Recently I was making some phase noise (PN) measurements using John Miles PN programme in his GPIB Toolkit using my 8566B spectrum analyser (SA) and was finding that there were spurrs occuring at 50/100 Hz intervals at the low frequency ends of the plots. A closer examination of the spectrum showed a series of close in spurs at 50 HZ intervals. (The line frequency in Europe). The spurs were at around 45 to 50 dB below the carrier which seemed to be too high. They are not normally obvious but at a 1kHz span and a 10 Hz bandwidth became quite apparent.
The HP8566B Installation and Verification Manual (HP Part No. 08566-90169) gave a detailed table of the sideband spur specification which showed conclusively something was wrong. The spurs were around 15 to 20 dB to high. This table is below.

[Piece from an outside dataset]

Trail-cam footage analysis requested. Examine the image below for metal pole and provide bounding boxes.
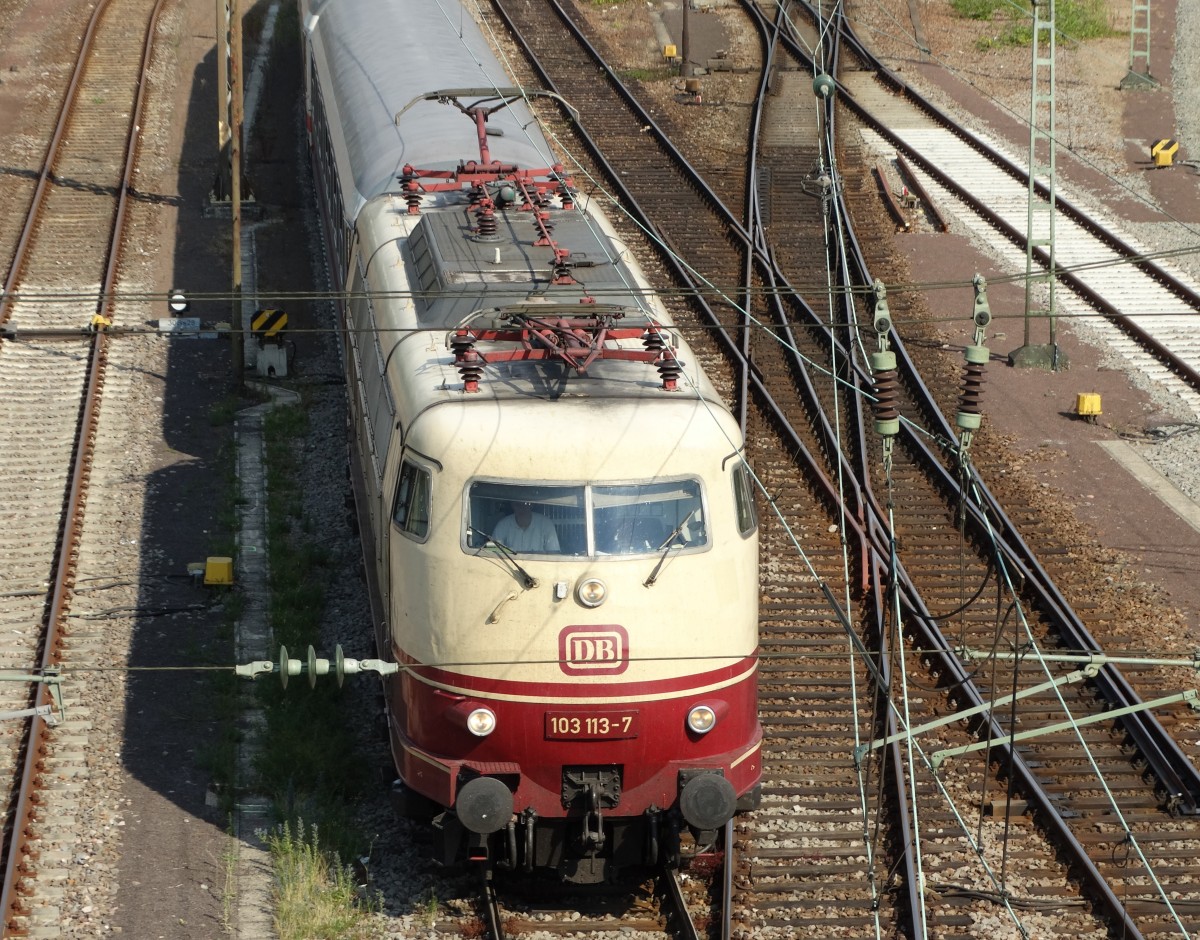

I was confident that the 12575.5 MHz Herley PLL I was using as a signal source was clean and was not the source of the spurs, so they were from the SA itself. I opened it up and checked the power rails for ripple and they were all perfectlty clean and set to the correct voltages. At this point I was assuming that the sidebands were being caused by some spurious modulation of the first YTO (first YIG local oscillator) in the analyser. I checked out the capacitors in the YTO driver circuitry and all seemed fine for both ESR and capacitance. On consulting the HP 8566B Service and Repair manual pages on the A6A7 module I discovered that the YTX (YIG tuned mixer) was a known source of power line spurii. The manual suggested that noise on the tuning current fed to the coil of the YTO modulated the incoming signal which became visible on the display as spurs at resolution bandwidths of 100Hz or less. The solution adopted was to switch a 100uF (A6A7C1) electrolytic capacitor across the the coil to bypass the residual ripple noise as shown below. C1 is switched into circuit across the YTX coil by the 2N6073 triac, Q8.

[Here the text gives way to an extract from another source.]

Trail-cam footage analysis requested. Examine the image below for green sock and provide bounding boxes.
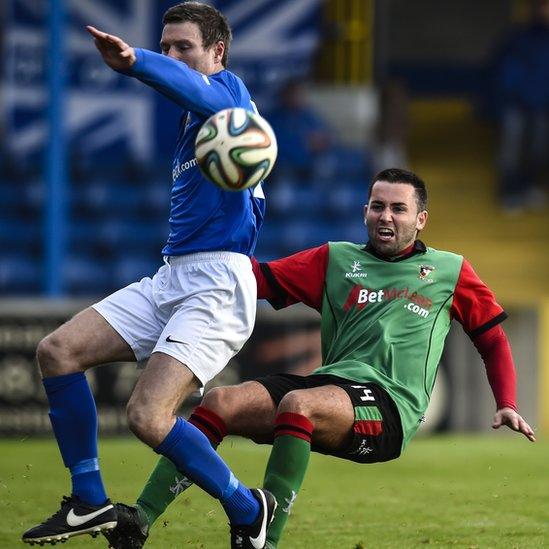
[263,435,311,549]
[137,456,193,527]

As a crusty old EE it struck me that this was not a good way to treat an electrolytic capacitor and expect it to have a long life. I was aware of the history of this particular 8566B (serial number 2332A02879) and I knew that I was its first custodian after HP/Agilent and that it was unlikely to have been used on narrow bandwidths very much. It had probably come from a HPIB automated production line environment. It was highly likely that the capacitor had been seldom switched into circuit to keep its dielectric "formed"..
The coil bypass capacitor (A6A7C1) is on module A6A7 which is located at the right hand side of the rf/mixer area accessed below the bottom cover. The module is easily removed by undoing two countersunk screws and unplugging a PCB header connector and a ribbon cable. On checking C1 looked in excellent physical condition but on checking with an ESR meter was open circuit. The pictures below show the original capacitor and its replacement along with the board layout.
The location of the A6A7 board is here.
After replacing A6A7C1 the spectral plot looked like this with the spurs largely below the PN sidebands of the Herley PLL.
A close-up of the offending capacitor. It is in excellent physical shape but not there! Now perhaps I can remove that yellow "Out of band responses OOS (Out of Spec)" sticker on the front panel.